The policy would compel departments and publicly funded bodies to scan their records, review the kind of data they maintain and release it for public consumption.
Officials involved with the initiative said that the move would, for the first time, create institutional systems to coax ministries into sharing as much information as possible, provided this does not pose a security risk.
“In the next few years, if a government department doesn’t share information, it will have to give reasons why it isn’t doing so,” said one of the officials involved in framing the policy. “If it classifies some information as restricted, it will have to justify its stance. That’s an inversion of current policy.” Both the officials requested anonymity.
Currently, information collected by the government is marked “restricted access”, when it’s often possible to get it off the Internet anyway, researchers say.
“Take Google Earth for instance,” the official said. “The Survey of India has all that and much more. So it makes sense to release that, possibly allow other end-users to make better maps and maybe charge end-users a nominal fee.”
The access and sharing policy is the brainchild of Prime Minister Manmohan Singh, who hinted at such a policy at the Indian Science Congress in Thiruvananthapuram earlier this month.
Science minister Prithviraj Chavan had, on the sidelines of a conference on 18 January, said the first draft of the policy would be ready by May.
As of now, the top officials in all Central government departments have been consulted, though the departments of space and defence are yet to give their assent, said the official cited above.
The biggest beneficiaries are likely to be researchers and the geospatial industry.
Private firms such as Google Inc. (in 2007) announced they would step up plans to map India by surveying down to the city and village block levels. The Indian geospatial research industry, pegged at Rs839 crore, is expected to treble by 2013, according to a 2008 industry report.
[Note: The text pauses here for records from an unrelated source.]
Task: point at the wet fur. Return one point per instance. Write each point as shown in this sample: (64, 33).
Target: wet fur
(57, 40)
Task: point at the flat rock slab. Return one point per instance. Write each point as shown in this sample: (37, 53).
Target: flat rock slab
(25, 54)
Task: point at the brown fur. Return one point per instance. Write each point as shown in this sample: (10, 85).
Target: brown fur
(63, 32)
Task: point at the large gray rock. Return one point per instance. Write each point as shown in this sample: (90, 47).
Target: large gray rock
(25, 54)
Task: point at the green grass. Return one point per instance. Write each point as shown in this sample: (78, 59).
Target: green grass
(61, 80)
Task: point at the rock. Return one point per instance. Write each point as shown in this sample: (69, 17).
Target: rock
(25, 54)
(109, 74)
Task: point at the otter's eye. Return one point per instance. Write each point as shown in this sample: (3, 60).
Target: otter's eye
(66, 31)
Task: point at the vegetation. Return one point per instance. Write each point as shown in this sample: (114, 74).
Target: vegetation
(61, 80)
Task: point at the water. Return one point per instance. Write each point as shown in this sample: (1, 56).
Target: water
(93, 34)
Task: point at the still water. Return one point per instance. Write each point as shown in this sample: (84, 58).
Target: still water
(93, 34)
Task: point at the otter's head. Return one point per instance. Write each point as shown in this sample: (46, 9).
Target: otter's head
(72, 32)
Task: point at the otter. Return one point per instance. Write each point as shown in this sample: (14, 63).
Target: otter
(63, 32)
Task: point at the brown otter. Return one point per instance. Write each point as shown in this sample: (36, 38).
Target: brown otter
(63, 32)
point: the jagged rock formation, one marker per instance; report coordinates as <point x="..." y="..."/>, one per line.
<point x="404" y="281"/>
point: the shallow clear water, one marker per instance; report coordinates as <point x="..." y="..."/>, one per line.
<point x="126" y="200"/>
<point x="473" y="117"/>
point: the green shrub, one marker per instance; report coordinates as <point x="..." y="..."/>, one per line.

The policy will help standardize data, said Rajesh Kalra, managing director, Risk Management Services India Pvt. Ltd, which uses a variety of weather and geographical data to make commercial risk assessments.
“Even something as simple as an updated document on the actual number of villages in India is hard to find,” Kalra said. “When we approach ministries, they rarely have fixed rates for certain kinds of data. Better data helps us make better risk assessments.”
The lack of India-specific data was one of the key weaknesses of trying to gauge the impact of climate change in the country, said N.H. Ravindranath, a professor at the Indian Institute of Science.
“I’ve made several submissions to various ministries for hydrology data, soil carbon data, river flow,” he said. “All of this exists. For some reason, they are deemed classified. This (the policy) should be a welcome step.”
Most studies that have estimated India’s greenhouse gas inventories, or the impact of climate change over India, have relied on so-called global circulation models prepared by research centres based out of the UK or the US, largely because of the unavailability of local research and data.
Other experts see the benefits of the policy beyond map making.
P. Banerjee, director of the National Institute of Science, Technology and Development Studies, a Council of Scientific and Industrial Research body, is confident of several interesting studies involving the Indian Institutes of Management and Indian Institutes of Technology if they release data.
“There may be issues of privacy, but as long as you withhold names, I don’t see why such data should be restricted in the first place,” he said.
However, government departments are unlikely to begin releasing data anytime soon as they need to work on getting their data interoperable. “Lots of interesting stuff is still in the files. Those that are digitized are not flexible across operating systems,” said another science ministry official. “That will take a minimum of two years.”